General information

This one day conference focuses on boosting and optimisation in statistical learning. The audience is mostly the members of the research teams PS (Besançon), SPOC (Dijon) and the second year students of the Master MS. Six talks are scheduled, with a morning session on boosting and an afternoon session on optimisation.

Organisation of the day

Instructions for speakers

  • The talk duration is 35 minutes with additional 5 minutes for questions (40 min slots).
  • Please load your slides on the conference computer prior to the start of the session.

Acknowledgements

The organizers acknowledge the financial support of the region Bourgogne Franche-Comté and EUR EIPHI through the RaySynMath project.

   

Program

The conference starts at 9:30 (welcome and coffee) and ends at 16:00.

Morning session: Boosting

  • 10:00 - Alain Célisse (Université Panthéon Sorbonne)
    Title: Early stopping rule for spectral filter estimators in RKHS

  • 10:40 - Paul Liautaud (Sorbonne Université)
    Title: Adaptive Boosting for Online Nonparametric Regression
     
  • 11:20 - Jean-Jil Duchamps and Clément Dombry (Université de Franche Comté)
    Title: Infinitesimal Gradient Boosting

Afternoon session: Optimisation

  • 14:00 - Antoine Godichon Baggioni (Sorbonne Université)
    Title: Stochastic Newton algorithms with O(Nd) operations
     
  • 14:40 - Laura Hucker (Humboldt University Berlin)
    Title: Early stopping for conjugate gradients in statistical inverse problems

  • 15:20 - Ferdinand Genans-Boiteux (Sorbonne Université)
    Title: Semi-Discrete Optimal Transport - Nearly Minimax Estimation With Stochastic Gradient Descent and Adaptive Entropic Regularization

 

Abstracts

10:00 - Alain Célisse (Université Panthéon Sorbonne)
Early stopping rule for spectral filter estimators in RKHS
We consider a broad family of estimators called spectral filters which involves the Gradient descent (GD). After discussing the interest for optimally choosing the number of iterations when performing GD, we introduce a new data-driven rule based on the Discrepancy Principle (DP) which outputs an estimator of the optimal number of iterations. The statistical performance of ths rule is then explained and illustrated on siulation experiments. Optimality results are also established in terms of oracle inequalities.

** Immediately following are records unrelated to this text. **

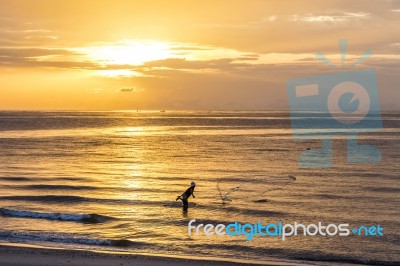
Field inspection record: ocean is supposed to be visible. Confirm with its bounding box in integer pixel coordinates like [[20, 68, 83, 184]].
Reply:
[[0, 110, 400, 264]]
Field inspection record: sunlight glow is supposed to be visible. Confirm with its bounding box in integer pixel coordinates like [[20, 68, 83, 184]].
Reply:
[[81, 40, 173, 66]]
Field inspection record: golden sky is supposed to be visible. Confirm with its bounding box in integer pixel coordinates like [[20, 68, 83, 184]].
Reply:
[[0, 0, 400, 110]]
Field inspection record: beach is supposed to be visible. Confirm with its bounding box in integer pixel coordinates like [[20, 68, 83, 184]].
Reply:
[[0, 245, 306, 266], [0, 111, 400, 265]]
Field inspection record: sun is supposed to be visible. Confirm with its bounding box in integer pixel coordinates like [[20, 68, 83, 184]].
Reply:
[[82, 40, 174, 66]]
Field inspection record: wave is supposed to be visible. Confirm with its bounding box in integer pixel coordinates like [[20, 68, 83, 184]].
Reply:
[[0, 231, 148, 248], [0, 195, 88, 203], [0, 176, 90, 182], [20, 185, 98, 190], [0, 208, 115, 223]]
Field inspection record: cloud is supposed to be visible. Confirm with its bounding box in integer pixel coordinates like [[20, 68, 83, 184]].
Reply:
[[289, 12, 370, 22], [119, 87, 144, 93]]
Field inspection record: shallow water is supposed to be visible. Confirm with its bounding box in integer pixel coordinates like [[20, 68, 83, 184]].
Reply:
[[0, 111, 400, 263]]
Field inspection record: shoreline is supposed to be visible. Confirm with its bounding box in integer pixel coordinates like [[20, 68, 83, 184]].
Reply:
[[0, 243, 310, 266]]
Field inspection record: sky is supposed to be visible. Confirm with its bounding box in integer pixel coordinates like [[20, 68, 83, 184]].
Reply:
[[0, 0, 400, 110]]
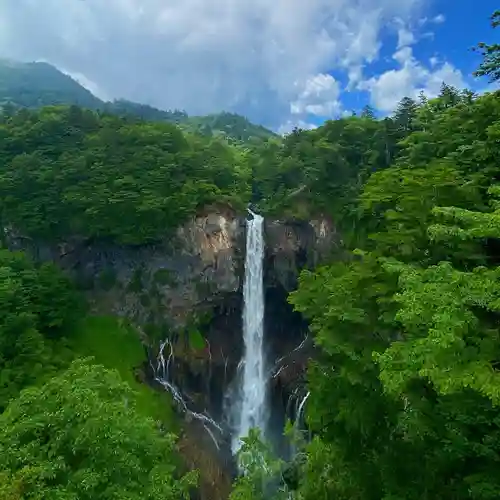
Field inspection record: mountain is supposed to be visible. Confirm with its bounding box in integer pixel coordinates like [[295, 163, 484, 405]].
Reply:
[[0, 59, 103, 109], [0, 59, 276, 143]]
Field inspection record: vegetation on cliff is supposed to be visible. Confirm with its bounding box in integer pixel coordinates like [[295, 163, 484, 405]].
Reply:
[[0, 106, 248, 244], [0, 7, 500, 500]]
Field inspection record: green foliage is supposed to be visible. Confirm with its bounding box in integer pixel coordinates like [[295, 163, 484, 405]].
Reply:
[[0, 361, 195, 500], [71, 316, 175, 429], [0, 59, 101, 109], [229, 429, 293, 500], [0, 107, 252, 244], [0, 250, 79, 411], [285, 26, 500, 500], [475, 10, 500, 82]]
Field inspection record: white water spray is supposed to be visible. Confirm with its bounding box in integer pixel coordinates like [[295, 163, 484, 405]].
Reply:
[[232, 211, 268, 453]]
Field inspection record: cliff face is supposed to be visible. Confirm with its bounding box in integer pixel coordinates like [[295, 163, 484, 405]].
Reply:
[[5, 207, 336, 498]]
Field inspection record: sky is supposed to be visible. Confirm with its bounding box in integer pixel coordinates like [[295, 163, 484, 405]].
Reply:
[[0, 0, 500, 132]]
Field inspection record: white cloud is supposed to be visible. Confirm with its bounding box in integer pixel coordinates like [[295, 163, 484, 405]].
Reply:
[[0, 0, 421, 131], [358, 47, 466, 112], [277, 120, 318, 135], [398, 28, 416, 49], [431, 14, 446, 24], [290, 73, 341, 118]]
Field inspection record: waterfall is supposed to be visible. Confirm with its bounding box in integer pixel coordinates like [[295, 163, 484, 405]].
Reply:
[[232, 211, 268, 453]]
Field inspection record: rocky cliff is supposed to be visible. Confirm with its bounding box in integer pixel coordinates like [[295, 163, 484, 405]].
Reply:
[[6, 206, 337, 496]]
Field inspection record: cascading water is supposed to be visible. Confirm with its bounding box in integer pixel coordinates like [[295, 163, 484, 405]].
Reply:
[[232, 211, 268, 453]]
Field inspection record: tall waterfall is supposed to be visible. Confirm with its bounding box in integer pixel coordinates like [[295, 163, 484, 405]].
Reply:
[[232, 211, 268, 453]]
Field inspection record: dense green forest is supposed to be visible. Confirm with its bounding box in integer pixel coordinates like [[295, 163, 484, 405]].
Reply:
[[0, 59, 275, 145], [0, 9, 500, 500]]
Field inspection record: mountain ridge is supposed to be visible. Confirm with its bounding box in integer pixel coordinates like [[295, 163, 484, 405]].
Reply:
[[0, 59, 277, 143]]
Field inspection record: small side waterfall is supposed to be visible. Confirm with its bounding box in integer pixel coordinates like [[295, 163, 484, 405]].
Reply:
[[232, 211, 268, 453]]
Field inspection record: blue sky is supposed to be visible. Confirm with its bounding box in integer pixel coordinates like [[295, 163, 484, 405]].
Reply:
[[0, 0, 500, 132], [316, 0, 500, 124]]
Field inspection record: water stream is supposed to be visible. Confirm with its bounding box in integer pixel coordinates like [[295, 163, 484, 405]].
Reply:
[[232, 211, 268, 453]]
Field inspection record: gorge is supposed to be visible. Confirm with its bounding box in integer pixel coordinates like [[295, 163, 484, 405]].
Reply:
[[4, 205, 337, 496]]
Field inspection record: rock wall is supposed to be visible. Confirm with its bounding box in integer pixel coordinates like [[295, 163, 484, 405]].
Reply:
[[4, 206, 337, 498]]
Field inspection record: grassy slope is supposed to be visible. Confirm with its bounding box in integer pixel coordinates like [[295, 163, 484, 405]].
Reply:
[[73, 316, 175, 430]]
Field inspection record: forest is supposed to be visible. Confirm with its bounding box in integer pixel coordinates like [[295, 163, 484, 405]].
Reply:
[[0, 11, 500, 500]]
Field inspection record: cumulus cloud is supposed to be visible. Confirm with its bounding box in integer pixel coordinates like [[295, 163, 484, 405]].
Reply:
[[0, 0, 421, 128], [358, 47, 466, 112], [290, 73, 342, 117]]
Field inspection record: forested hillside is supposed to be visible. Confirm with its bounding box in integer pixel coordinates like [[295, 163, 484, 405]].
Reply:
[[0, 7, 500, 500], [233, 9, 500, 500], [0, 59, 275, 144]]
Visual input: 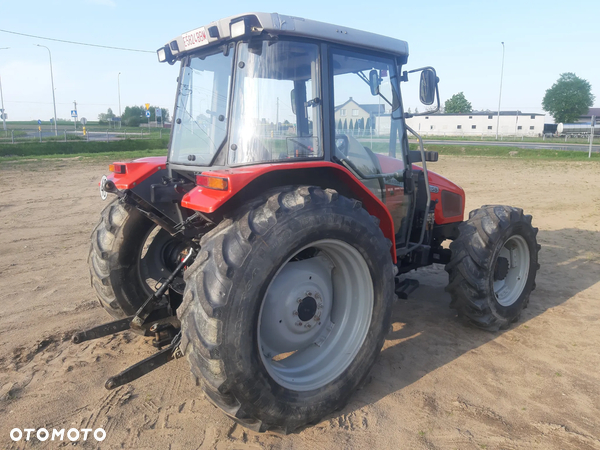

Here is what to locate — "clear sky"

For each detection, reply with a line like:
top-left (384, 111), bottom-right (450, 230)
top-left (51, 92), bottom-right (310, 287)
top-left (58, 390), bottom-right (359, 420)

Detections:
top-left (0, 0), bottom-right (600, 121)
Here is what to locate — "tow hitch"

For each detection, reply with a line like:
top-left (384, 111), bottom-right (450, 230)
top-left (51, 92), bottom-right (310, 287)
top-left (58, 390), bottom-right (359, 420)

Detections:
top-left (71, 248), bottom-right (194, 389)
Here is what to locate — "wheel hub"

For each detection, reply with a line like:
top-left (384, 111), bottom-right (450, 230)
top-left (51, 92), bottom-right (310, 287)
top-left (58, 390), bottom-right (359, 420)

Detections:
top-left (257, 239), bottom-right (374, 391)
top-left (261, 256), bottom-right (333, 358)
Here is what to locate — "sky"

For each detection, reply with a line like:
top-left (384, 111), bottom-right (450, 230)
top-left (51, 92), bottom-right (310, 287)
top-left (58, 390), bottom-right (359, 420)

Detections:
top-left (0, 0), bottom-right (600, 122)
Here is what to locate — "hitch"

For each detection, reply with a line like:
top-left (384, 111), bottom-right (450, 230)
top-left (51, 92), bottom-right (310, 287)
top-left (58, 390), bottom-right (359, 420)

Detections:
top-left (104, 335), bottom-right (183, 390)
top-left (71, 248), bottom-right (194, 389)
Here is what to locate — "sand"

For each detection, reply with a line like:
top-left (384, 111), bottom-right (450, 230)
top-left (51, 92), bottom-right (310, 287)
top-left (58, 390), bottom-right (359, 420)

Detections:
top-left (0, 157), bottom-right (600, 450)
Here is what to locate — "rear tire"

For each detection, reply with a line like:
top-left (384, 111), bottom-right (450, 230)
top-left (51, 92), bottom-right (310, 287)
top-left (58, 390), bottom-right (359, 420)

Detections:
top-left (446, 205), bottom-right (541, 331)
top-left (177, 187), bottom-right (394, 433)
top-left (88, 199), bottom-right (183, 319)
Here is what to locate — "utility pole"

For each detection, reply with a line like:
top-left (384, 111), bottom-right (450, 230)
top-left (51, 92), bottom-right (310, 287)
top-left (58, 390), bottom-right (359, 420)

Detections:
top-left (496, 42), bottom-right (504, 140)
top-left (36, 44), bottom-right (58, 136)
top-left (117, 72), bottom-right (122, 128)
top-left (0, 47), bottom-right (10, 137)
top-left (588, 116), bottom-right (596, 158)
top-left (0, 77), bottom-right (8, 136)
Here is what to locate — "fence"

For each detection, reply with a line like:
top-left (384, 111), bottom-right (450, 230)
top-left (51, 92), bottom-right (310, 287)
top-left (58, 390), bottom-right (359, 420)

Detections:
top-left (0, 127), bottom-right (170, 144)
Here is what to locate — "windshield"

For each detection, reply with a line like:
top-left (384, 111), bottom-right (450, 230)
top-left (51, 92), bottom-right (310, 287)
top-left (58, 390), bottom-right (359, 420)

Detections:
top-left (229, 41), bottom-right (323, 164)
top-left (169, 51), bottom-right (233, 165)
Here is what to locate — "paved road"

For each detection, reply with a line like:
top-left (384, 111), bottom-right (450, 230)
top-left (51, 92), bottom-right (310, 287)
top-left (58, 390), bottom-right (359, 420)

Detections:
top-left (423, 139), bottom-right (600, 152)
top-left (358, 138), bottom-right (600, 152)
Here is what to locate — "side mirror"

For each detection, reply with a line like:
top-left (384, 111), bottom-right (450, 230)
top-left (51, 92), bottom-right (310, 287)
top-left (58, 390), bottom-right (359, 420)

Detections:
top-left (290, 89), bottom-right (296, 115)
top-left (408, 150), bottom-right (439, 163)
top-left (369, 69), bottom-right (379, 95)
top-left (419, 68), bottom-right (437, 105)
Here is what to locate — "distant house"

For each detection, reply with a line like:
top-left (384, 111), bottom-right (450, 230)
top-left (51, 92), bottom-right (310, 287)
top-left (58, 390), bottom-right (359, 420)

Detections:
top-left (575, 108), bottom-right (600, 123)
top-left (376, 111), bottom-right (544, 136)
top-left (335, 97), bottom-right (385, 129)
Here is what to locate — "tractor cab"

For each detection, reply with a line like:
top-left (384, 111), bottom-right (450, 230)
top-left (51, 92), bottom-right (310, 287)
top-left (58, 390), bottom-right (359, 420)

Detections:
top-left (88, 13), bottom-right (539, 433)
top-left (158, 13), bottom-right (439, 255)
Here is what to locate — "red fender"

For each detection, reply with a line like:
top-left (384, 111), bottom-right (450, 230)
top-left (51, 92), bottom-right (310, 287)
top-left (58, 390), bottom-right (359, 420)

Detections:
top-left (181, 161), bottom-right (397, 264)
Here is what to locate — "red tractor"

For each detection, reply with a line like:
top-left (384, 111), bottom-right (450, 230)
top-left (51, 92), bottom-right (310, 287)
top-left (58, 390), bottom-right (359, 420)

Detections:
top-left (73, 13), bottom-right (539, 432)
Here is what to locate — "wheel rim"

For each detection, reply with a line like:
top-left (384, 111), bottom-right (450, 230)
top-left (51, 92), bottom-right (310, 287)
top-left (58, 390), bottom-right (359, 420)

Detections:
top-left (137, 226), bottom-right (185, 295)
top-left (494, 235), bottom-right (529, 306)
top-left (258, 239), bottom-right (374, 391)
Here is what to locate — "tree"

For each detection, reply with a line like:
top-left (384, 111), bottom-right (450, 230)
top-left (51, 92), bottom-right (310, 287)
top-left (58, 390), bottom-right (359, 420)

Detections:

10:40 - Paul Liautaud (Sorbonne Université)
Adaptive Boosting for Online Nonparametric Regression
In this work, we study gradient boosting for online nonparametric regression with arbitrary deterministic sequences and general convex loss functions. The procedure involves sequentially training generic weak learners using the gradient step of a given strong learner. Utilizing chaining-trees, we apply parameter-free online algorithms to specific weak learners, achieving an optimal regret of $\mathcal{O}(T^{(d-1)/d})$, where $d > 2$, after $T$ iterations, across Hölder function classes with smoothness parameter $|\alpha|\leq 1$. Furthermore, by incorporating chaining-trees as node experts within a core tree, our proposed algorithm, \texttt{LocAdaBoost}, competes effectively with any pruned tree predictions. It demonstrates improved regret performance over oracle pruning, which has knowledge of the Hölder profile of the competitor function. As a result, we present the first computationally efficient algorithm with locally adaptive optimal rates for online regression in an adversarial setting.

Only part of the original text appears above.